"I say, mamma, what's this about your taking Mrs. Peter's tickets?"

He threw his trencher on the table, as he burst in upon them with the question, and his usually refined face was in a very unrefined glow of heat. The interruption was most unwelcome. Mrs. Arkell would have put him down at once, but that she knew, from past experience, Travice had an inconvenient knack of not allowing himself to be put down. So she made a merit of necessity, and told how Mr. Arkell had interdicted their buying tickets.

"Well, of all the cool things ever done, that was about the coolest—for you to go and get those tickets from Mrs. Peter!" he said, when he had heard her to an end. "They don't have so many opportunities of going out, that you should deprive them of this one. I'd have stopped away from concerts for ever before I had done it."

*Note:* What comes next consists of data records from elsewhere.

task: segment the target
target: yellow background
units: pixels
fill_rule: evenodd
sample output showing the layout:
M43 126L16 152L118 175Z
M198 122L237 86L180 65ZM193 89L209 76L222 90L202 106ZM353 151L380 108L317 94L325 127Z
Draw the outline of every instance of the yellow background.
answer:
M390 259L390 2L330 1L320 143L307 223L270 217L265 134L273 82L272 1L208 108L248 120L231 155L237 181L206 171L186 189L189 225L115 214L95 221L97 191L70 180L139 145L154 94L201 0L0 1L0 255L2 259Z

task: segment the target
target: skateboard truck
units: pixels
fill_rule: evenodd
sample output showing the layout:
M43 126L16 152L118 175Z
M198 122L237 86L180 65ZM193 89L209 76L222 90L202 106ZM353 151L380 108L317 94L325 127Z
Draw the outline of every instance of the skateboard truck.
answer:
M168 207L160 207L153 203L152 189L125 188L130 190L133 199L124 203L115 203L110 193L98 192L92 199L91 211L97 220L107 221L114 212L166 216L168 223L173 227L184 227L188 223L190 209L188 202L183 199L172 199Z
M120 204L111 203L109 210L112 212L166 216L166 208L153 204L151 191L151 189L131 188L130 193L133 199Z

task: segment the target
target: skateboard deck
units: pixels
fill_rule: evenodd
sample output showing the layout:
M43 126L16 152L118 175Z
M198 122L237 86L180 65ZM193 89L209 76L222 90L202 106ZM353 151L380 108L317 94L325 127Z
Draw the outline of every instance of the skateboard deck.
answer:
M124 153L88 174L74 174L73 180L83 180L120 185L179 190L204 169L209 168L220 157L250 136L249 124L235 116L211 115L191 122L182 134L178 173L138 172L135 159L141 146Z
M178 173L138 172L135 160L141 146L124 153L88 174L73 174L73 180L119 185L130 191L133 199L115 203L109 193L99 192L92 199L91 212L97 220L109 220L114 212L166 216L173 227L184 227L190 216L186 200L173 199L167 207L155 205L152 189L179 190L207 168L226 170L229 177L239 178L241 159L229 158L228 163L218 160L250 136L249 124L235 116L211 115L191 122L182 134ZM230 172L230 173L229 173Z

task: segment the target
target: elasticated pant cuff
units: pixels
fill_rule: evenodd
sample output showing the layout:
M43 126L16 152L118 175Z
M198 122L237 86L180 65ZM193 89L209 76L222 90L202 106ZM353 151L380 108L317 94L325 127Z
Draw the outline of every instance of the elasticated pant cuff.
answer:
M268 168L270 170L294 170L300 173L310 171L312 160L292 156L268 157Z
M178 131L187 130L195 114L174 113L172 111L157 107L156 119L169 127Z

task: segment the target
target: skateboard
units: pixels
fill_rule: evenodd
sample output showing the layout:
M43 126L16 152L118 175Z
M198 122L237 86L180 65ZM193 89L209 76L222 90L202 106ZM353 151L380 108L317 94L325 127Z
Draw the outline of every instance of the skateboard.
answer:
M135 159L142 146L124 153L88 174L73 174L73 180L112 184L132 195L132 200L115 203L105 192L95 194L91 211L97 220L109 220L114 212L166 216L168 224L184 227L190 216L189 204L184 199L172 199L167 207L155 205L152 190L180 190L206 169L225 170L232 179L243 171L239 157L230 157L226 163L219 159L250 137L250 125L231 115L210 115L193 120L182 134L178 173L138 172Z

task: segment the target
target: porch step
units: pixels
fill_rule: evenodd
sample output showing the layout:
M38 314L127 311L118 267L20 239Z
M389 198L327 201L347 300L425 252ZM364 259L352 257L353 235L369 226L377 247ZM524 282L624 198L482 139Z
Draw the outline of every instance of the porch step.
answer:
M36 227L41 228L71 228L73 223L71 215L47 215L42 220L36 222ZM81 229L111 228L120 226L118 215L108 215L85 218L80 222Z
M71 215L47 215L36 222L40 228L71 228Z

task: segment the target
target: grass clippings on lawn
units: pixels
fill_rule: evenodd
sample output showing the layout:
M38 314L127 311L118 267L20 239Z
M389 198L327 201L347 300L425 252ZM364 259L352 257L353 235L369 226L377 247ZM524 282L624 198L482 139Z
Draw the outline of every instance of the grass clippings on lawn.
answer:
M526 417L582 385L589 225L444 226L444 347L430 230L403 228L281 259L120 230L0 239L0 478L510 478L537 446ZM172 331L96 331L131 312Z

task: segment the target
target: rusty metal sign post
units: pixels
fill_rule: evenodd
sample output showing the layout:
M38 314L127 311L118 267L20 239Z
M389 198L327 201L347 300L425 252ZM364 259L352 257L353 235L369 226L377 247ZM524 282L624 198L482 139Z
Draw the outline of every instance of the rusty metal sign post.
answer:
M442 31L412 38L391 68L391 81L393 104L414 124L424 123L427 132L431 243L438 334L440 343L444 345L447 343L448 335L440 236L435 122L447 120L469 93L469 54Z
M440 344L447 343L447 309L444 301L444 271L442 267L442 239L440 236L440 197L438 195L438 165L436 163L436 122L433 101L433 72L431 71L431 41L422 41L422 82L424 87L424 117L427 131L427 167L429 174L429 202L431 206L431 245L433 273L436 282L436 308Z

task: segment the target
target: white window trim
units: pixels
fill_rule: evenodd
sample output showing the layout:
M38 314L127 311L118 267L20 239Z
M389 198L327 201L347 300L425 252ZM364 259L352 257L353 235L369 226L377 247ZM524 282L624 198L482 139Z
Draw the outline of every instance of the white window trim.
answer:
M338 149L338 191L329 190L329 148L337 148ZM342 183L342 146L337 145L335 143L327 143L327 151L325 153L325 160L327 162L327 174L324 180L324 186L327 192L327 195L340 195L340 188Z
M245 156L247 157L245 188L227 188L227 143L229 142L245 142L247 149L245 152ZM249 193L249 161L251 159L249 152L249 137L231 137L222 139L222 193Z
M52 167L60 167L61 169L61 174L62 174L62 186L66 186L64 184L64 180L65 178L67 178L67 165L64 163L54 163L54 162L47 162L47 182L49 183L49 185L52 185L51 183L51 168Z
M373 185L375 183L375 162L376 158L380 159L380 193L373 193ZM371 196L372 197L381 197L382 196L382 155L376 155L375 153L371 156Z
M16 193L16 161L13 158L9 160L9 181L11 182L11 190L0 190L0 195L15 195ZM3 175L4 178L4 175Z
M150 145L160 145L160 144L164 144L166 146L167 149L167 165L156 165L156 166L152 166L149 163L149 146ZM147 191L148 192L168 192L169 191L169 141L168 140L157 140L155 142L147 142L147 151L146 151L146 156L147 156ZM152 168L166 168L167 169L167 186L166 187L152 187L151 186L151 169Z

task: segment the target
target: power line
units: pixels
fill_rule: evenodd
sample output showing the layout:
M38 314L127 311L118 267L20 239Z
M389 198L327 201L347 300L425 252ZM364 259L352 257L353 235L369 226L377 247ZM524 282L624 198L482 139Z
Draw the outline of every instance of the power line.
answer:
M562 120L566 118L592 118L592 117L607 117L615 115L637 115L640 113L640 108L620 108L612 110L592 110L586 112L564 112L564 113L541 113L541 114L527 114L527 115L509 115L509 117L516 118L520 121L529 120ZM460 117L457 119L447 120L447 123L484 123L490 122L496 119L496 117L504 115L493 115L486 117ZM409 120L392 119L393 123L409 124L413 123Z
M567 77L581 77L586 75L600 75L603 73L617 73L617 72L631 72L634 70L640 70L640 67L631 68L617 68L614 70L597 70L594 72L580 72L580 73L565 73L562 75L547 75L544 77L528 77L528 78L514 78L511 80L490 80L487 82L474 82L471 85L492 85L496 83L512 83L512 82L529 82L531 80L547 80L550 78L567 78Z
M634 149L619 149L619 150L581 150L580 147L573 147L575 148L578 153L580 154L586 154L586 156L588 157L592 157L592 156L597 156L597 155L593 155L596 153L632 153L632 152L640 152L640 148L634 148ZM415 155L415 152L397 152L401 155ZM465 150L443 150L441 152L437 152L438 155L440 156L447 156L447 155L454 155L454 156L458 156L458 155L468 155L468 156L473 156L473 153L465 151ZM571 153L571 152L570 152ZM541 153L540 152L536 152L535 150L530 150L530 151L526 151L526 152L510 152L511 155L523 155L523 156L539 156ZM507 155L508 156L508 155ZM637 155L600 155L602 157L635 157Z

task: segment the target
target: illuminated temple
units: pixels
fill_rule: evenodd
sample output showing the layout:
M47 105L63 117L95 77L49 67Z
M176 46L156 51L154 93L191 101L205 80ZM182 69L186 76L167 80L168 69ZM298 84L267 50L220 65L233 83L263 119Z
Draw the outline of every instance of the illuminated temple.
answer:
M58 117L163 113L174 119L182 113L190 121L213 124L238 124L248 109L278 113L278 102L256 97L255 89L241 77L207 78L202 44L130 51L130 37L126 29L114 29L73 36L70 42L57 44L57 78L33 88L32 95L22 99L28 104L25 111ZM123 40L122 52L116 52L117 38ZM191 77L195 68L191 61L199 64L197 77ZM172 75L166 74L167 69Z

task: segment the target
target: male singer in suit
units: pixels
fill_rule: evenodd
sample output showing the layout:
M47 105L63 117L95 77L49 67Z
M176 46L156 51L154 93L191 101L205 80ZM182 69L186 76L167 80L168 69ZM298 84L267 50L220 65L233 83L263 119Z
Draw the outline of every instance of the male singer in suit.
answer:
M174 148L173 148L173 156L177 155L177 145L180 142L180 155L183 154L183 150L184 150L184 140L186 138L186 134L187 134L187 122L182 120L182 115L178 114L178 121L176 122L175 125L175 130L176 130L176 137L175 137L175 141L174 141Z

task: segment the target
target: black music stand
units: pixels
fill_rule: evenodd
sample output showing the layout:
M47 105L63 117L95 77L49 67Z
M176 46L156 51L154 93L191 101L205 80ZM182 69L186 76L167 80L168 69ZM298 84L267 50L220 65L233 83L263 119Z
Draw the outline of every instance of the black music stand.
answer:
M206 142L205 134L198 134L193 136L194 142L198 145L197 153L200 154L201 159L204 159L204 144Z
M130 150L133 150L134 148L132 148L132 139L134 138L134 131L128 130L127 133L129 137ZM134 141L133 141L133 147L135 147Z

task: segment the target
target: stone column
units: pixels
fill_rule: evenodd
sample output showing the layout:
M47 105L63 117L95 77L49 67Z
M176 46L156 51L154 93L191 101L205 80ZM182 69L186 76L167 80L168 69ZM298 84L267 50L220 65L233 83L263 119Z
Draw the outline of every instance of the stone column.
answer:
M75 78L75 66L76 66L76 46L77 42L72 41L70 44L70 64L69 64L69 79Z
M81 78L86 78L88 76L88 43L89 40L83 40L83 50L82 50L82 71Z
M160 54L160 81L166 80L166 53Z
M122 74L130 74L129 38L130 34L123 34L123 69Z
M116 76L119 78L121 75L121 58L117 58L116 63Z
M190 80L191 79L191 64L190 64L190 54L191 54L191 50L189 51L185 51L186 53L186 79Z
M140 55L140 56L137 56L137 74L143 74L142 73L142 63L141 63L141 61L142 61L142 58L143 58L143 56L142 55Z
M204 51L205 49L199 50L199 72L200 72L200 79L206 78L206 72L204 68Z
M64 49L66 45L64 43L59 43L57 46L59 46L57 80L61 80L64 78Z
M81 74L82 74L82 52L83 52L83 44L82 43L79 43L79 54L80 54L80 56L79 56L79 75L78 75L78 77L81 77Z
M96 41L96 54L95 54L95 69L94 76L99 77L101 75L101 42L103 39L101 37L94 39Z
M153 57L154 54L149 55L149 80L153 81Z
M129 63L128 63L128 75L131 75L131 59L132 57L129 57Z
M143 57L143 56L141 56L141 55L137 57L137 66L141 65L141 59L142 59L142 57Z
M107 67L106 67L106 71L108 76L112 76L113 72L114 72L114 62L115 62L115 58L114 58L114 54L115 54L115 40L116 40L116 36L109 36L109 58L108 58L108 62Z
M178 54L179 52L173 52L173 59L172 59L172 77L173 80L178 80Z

"You be quiet, Travice," struck in Charlotte; "it is no business of yours."

"You be quiet," retorted Travice. "And it is my business, because I choose to make it mine. Mother, just one question: Will you let Lucy go with you to the concert? Mrs. Peter fears she shall be too ill to go. I'm sure I don't wonder if she is," he continued, with a spice of impertinence; "I should be, if I had had such a shabby trick played upon me."

"It is like your impudence to ask it, Travice. When do I take out Lucy Arkell? She is not going to the concert."

"She is going to the concert," returned Travice, that decision in his tone, that incipient rebellion, that his mother so much disliked. "You have deprived them of their tickets, and I shall, therefore, buy them two in place of them. And when my father asks me why I spent money on the concert against his wish, I shall just lay the whole case before him, and he will see that there was no help for it. I shall go and tell him now, before I——"

"You will do no such thing, Travice," interrupted Mrs. Arkell, her face in a flame. "I forbid you to carry the tale to your father. Do you hear me? I forbid you;—and I am your mother. How dare you talk of spending your money on this concert? Buy two tickets, indeed!"

The first was a mandate that Travice would not break; the latter he conveniently ignored. Flinging his trencher on his head, he went straight off to buy the tickets, and carried them to Mrs. Peter Arkell's. There was not much questioning as to how he obtained them, for Mrs. St. John was sitting there. That they were fresh tickets might be seen by the numbers.

"My dear Travice," cried Mrs. Peter, "it is kind of you to bring these tickets; but we cannot use them. I shall be unable to go; and there is no one to take Lucy."